In [None]:
import torch
from transformers import AutoTokenizer, AutoModelForCausalLM, BitsAndBytesConfig

bnb_config = BitsAndBytesConfig(
    load_in_4bit=True,
    bnb_4bit_use_double_quant=True,
    bnb_4bit_quant_type="nf4",
    bnb_4bit_compute_dtype=torch.bfloat16
)
model_id = "zake7749/gemma-2-2b-it-chinese-kyara-dpo"
model = AutoModelForCausalLM.from_pretrained(model_id, 
                                             quantization_config=bnb_config, 
                                             attn_implementation='eager',
                                             cache_implementation=None,
                                             use_cache=False,)

tokenizer = AutoTokenizer.from_pretrained(model_id, add_eos_token=True)
model.to("cuda")

In [2]:
from datasets import load_dataset

c2m_prompt = "你是一個繁體中文的專家，專門將文言文翻譯成白話文。
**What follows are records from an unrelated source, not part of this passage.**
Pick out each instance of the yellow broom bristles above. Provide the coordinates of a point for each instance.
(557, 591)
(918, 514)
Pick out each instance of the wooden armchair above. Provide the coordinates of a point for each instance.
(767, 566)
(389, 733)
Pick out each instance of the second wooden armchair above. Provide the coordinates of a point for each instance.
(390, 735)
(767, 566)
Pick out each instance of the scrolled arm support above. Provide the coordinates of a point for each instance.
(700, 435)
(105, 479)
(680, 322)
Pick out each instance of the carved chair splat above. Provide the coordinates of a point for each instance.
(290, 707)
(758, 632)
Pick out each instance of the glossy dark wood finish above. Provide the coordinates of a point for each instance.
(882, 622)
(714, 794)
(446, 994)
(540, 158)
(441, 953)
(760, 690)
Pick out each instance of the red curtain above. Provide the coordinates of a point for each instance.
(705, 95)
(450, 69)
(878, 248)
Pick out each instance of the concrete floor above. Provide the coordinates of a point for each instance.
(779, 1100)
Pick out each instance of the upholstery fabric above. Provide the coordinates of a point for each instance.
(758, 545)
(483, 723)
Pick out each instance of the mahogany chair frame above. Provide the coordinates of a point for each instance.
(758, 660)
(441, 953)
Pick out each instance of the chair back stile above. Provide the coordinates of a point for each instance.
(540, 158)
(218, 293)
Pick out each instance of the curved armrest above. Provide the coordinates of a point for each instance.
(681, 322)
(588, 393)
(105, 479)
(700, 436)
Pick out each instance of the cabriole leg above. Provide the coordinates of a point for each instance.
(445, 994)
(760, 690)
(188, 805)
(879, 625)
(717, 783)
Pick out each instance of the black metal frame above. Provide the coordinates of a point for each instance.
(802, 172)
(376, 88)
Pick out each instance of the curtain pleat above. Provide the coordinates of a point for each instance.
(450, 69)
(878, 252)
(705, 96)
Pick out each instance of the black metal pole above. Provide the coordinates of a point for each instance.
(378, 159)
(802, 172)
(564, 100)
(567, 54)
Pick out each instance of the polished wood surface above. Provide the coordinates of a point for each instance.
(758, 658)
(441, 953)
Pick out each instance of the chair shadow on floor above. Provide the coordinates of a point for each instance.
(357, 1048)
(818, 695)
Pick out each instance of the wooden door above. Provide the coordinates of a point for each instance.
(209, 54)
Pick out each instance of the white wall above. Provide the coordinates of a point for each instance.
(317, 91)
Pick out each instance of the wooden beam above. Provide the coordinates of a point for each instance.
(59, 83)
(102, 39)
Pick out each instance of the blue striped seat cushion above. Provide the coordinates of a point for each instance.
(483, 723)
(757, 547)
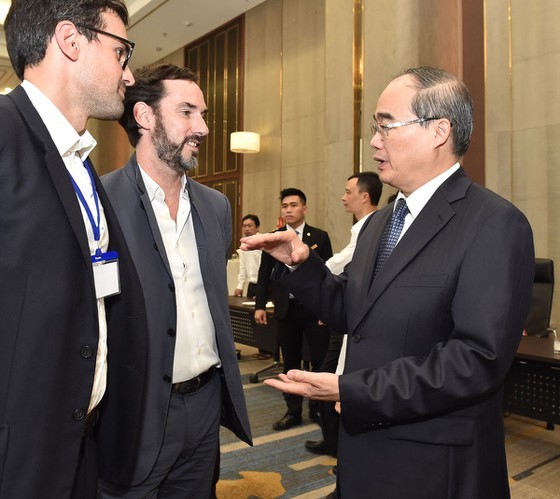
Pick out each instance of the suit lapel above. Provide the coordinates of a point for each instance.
(199, 218)
(133, 172)
(430, 221)
(57, 171)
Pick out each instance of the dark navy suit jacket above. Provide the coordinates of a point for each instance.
(212, 225)
(430, 342)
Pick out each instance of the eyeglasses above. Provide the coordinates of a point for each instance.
(124, 55)
(384, 129)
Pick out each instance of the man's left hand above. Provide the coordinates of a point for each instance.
(318, 386)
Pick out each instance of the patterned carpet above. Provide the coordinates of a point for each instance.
(278, 466)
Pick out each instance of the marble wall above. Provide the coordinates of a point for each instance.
(299, 95)
(523, 116)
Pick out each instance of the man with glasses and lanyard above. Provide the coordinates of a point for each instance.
(434, 303)
(70, 297)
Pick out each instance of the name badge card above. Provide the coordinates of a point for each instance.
(106, 274)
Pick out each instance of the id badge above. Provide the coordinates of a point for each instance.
(106, 274)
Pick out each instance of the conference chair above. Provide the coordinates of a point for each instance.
(540, 310)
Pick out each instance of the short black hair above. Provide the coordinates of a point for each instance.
(369, 182)
(254, 218)
(292, 191)
(30, 25)
(149, 88)
(442, 95)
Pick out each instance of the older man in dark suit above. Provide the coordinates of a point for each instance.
(295, 322)
(179, 233)
(433, 325)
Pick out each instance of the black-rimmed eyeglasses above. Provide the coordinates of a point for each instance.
(383, 129)
(124, 55)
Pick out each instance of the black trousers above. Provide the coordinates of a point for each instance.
(298, 326)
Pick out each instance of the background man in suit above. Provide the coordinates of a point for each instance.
(295, 322)
(58, 324)
(361, 197)
(433, 331)
(249, 261)
(179, 233)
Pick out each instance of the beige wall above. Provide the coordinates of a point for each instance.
(299, 96)
(523, 116)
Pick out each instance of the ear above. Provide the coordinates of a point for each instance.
(68, 39)
(144, 115)
(442, 132)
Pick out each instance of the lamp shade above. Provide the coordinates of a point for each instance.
(245, 142)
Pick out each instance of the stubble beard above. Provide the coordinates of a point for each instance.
(171, 153)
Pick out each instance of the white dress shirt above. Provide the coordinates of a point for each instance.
(249, 263)
(74, 150)
(196, 350)
(338, 261)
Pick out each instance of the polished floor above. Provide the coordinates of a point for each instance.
(533, 454)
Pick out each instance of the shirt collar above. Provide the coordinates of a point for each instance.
(420, 197)
(63, 134)
(300, 229)
(153, 189)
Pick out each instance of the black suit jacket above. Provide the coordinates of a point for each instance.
(48, 310)
(318, 240)
(212, 224)
(430, 342)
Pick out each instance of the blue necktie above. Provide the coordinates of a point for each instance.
(391, 234)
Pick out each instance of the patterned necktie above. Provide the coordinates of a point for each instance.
(391, 234)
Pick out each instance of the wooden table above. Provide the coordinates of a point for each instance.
(532, 386)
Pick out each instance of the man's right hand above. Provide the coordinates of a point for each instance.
(283, 245)
(260, 317)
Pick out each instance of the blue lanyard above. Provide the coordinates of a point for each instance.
(95, 227)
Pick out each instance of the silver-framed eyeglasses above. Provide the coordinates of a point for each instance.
(383, 129)
(124, 55)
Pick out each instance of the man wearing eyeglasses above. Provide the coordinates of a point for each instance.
(179, 234)
(70, 297)
(434, 303)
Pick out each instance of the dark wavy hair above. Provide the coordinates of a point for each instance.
(149, 88)
(30, 25)
(442, 95)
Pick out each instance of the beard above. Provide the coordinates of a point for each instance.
(170, 152)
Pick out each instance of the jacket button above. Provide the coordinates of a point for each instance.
(79, 414)
(86, 352)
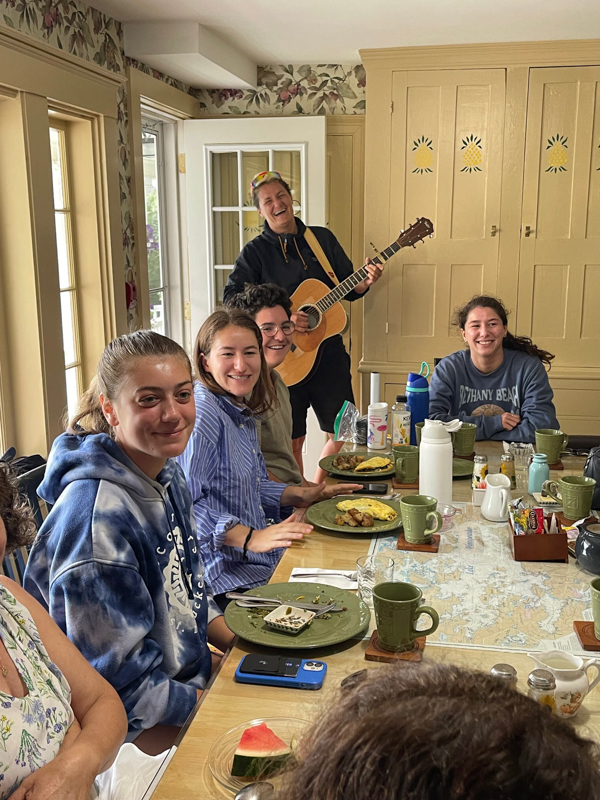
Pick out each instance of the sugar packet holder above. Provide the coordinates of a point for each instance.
(526, 520)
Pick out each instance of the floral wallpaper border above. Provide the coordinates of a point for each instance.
(282, 90)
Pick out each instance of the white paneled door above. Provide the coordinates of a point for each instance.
(221, 157)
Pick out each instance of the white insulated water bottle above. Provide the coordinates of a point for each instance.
(435, 462)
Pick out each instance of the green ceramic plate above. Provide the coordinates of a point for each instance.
(323, 514)
(362, 477)
(461, 468)
(339, 627)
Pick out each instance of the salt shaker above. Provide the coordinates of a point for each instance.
(542, 685)
(505, 672)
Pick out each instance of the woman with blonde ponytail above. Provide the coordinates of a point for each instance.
(116, 562)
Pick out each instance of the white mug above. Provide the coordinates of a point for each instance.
(494, 505)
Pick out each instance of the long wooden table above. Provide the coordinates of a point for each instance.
(228, 704)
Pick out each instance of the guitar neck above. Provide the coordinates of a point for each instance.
(352, 281)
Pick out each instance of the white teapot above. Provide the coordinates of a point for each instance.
(570, 674)
(494, 505)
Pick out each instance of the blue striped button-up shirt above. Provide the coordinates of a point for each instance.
(228, 481)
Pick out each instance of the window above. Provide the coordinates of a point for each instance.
(234, 220)
(156, 228)
(66, 268)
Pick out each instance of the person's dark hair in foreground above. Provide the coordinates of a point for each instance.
(436, 732)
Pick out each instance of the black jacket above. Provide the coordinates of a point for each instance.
(287, 260)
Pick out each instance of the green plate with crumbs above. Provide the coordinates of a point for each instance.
(339, 627)
(322, 514)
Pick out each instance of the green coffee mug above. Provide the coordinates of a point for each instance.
(418, 431)
(464, 439)
(551, 442)
(397, 609)
(595, 589)
(406, 457)
(574, 493)
(418, 511)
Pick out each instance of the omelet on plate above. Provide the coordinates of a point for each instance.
(373, 507)
(377, 462)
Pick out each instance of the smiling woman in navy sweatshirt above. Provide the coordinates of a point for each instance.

將下面的文言文翻譯成白話文："
m2c_prompt = "你是一個繁體中文的專家，專門將白話文翻譯成文言文。將下面的白話文翻譯成文言文："

def c2m_get_prompt(example):
    chat = [
        {"role": "user", "content": f"{c2m_prompt}：{example['classical']}"},
        {"role": "assistant", "content": f"{example['modern']}"},
    ]
    return tokenizer.apply_chat_template(chat, tokenize=False)

def m2c_get_prompt(example):
    chat = [
        {"role": "user", "content": f"{m2c_prompt}：{example['modern']}"},
        {"role": "assistant", "content": f"{example['classical']}"},
    ]
    return tokenizer.apply_chat_template(chat, tokenize=False)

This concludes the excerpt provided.